Your spouse is controlling or manipulating. If your spouse tells you what you can or cannot do, then you’re being controlled. Control can also be in the form of your spouse checking your text messages or e-mails…anything that’s supposed to be private. A spouse can manipulate you by playing mind games, embarrassing you in front of others, and may even try to use your weaknesses against you. Whatever tactic is taken, it’s a sign you’re in a toxic marriage.
Your spouse is gaslighting. Gaslighting is manipulation’s second cousin, if someone is gaslighting you they’re saying or doing things that make you feel as though you must be crazy. If your partner isn’t telling the whole truth or leaves out details to make you doubt your own sanity, he or she is gaslighting you. This is a form of emotional abuse as well.
You feel like you’re always walking on eggshells. Sure there may be some things you don’t particularly want to tell your spouse from time to time, but you shouldn’t be afraid to do so. You shouldn’t feel as though you can’t do or say something around them. That feeling like you’re walking on eggshells can give you anxiety and is a sign your marriage is unhealthy.
You feel as though you can’t share your feelings. When you’re in a healthy marriage you should feel as though you can share any feelings you have, whether they’re happy, sad, or angry. Feeling as though you need to hide your feelings for whatever reason is a sign you are in a toxic marriage. If you can’t be yourself around your partner and feel accepted then perhaps it’s a sign that something isn’t right.

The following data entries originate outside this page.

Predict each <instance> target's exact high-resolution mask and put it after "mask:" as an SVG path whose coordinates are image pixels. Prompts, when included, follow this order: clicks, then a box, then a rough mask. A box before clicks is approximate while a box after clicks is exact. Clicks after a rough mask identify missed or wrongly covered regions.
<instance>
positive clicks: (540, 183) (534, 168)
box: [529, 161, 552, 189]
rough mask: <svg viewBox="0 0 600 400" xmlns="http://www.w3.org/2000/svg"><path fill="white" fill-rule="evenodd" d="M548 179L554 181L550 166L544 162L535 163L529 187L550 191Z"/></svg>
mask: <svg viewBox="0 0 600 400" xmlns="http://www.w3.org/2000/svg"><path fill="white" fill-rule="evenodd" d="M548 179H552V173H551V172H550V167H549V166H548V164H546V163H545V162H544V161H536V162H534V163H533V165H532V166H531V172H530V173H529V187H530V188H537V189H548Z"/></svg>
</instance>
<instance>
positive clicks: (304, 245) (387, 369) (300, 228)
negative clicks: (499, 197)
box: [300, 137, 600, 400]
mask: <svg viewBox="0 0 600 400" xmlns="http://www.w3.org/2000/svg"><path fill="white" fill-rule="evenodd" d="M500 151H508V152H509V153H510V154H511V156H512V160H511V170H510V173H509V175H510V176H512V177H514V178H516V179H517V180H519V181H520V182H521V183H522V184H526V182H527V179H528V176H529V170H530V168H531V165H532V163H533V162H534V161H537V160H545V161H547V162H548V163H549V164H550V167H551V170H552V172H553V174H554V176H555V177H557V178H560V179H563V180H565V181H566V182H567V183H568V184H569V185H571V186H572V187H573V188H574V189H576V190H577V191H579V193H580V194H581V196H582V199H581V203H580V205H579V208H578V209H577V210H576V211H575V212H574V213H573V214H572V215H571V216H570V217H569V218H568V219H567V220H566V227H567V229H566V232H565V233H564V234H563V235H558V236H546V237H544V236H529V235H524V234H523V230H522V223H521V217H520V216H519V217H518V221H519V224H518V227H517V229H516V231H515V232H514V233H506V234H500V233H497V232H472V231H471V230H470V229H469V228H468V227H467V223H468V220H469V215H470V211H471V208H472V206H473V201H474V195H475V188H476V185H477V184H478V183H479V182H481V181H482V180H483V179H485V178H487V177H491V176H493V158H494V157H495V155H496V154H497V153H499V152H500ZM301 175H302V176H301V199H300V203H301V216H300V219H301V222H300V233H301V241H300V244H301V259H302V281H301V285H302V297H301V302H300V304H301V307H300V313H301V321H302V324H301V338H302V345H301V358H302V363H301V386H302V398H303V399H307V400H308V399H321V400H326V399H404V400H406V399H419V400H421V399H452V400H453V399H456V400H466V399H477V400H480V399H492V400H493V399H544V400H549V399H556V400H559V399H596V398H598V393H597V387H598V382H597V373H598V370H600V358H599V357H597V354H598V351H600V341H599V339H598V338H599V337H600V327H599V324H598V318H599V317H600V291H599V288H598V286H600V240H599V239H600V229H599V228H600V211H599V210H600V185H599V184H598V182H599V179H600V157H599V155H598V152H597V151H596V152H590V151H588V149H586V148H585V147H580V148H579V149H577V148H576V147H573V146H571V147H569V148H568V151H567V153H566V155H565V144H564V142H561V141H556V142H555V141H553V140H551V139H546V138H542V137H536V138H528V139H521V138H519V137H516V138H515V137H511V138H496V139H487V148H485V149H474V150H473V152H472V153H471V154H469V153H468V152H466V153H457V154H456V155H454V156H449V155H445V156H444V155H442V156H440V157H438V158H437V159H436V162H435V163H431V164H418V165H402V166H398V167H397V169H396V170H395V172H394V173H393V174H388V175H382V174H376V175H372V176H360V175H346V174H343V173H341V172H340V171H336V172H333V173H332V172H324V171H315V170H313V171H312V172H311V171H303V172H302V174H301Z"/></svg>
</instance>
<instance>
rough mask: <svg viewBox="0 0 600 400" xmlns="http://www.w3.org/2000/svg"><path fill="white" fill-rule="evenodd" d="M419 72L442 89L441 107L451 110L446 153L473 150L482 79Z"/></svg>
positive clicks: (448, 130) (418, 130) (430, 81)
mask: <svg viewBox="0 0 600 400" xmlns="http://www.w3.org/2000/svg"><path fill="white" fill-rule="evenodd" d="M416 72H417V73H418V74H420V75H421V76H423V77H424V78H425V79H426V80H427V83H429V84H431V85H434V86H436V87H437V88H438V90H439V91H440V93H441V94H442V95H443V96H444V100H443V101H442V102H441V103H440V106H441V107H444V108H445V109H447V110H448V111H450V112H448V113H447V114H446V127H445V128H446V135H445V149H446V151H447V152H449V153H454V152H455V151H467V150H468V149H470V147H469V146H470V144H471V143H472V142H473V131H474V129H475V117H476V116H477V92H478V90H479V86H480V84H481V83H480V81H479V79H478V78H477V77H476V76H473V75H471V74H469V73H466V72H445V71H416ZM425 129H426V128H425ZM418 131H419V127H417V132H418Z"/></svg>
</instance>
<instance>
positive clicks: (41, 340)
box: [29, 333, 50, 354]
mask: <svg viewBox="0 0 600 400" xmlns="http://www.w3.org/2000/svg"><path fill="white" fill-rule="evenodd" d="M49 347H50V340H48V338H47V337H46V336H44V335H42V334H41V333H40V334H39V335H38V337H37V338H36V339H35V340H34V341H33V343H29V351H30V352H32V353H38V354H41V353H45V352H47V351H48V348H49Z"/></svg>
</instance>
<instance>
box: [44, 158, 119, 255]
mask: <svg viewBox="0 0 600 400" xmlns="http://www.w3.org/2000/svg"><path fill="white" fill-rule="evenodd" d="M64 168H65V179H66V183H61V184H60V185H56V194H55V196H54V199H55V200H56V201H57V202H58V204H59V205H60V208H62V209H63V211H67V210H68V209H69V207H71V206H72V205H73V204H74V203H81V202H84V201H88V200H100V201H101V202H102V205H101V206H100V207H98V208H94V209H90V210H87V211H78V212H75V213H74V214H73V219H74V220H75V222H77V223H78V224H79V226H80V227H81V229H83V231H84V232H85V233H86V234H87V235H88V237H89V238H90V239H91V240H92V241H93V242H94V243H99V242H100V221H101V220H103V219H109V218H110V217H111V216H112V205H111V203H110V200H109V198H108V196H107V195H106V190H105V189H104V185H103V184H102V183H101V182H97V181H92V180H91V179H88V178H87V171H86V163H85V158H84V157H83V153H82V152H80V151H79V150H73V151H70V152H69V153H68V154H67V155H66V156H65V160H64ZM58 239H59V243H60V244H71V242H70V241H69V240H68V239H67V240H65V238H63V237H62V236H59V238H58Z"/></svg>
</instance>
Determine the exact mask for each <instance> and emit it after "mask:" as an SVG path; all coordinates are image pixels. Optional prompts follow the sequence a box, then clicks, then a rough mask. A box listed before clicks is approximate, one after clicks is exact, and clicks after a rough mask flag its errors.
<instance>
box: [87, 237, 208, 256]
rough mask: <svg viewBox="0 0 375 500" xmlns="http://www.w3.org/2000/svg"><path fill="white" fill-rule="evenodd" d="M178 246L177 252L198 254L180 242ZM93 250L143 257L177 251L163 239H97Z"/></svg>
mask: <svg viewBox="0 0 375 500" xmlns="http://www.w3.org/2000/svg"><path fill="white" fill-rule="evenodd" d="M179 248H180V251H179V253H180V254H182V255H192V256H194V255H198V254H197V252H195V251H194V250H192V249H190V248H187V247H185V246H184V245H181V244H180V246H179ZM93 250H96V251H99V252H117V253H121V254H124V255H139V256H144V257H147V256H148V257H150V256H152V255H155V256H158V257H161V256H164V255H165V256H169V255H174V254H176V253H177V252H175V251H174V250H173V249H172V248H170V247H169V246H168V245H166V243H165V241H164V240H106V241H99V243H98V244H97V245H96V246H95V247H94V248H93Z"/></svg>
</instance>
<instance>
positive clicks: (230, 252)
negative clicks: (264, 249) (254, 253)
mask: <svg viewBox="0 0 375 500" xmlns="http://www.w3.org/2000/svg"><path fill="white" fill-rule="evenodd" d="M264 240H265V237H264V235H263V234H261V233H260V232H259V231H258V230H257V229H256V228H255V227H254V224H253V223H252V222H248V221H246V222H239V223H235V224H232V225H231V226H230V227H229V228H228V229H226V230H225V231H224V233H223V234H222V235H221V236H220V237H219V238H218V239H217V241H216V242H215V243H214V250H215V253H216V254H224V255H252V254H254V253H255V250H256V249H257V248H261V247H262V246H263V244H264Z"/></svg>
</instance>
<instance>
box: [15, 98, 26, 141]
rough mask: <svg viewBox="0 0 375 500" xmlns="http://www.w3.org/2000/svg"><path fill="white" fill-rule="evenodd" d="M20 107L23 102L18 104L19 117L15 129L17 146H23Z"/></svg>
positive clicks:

If you are in a toxic marriage, the first step is to actually admit it. It may sound strange but a lot of people are in denial about the status of their “perfect” union. Once you admit and accept the situation, psychologists advise the next step is to believe that you need to be treated better. Building self-esteem could mean seeing a counselor to help you realize your self-worth. Other experts advise confronting the toxic behavior. You need to let your spouse know that what they’re doing is wrong. Since you can’t change a person, he or she needs to decide if they want to change. If your partner is open to change, counseling may be the route to take. If your partner believes nothing is wrong and is unwilling to change, it might be time to consider other options.
As was mentioned above, if you are being physically, emotionally, or mentally abused, please seek help to leave the relationship immediately for your own safety.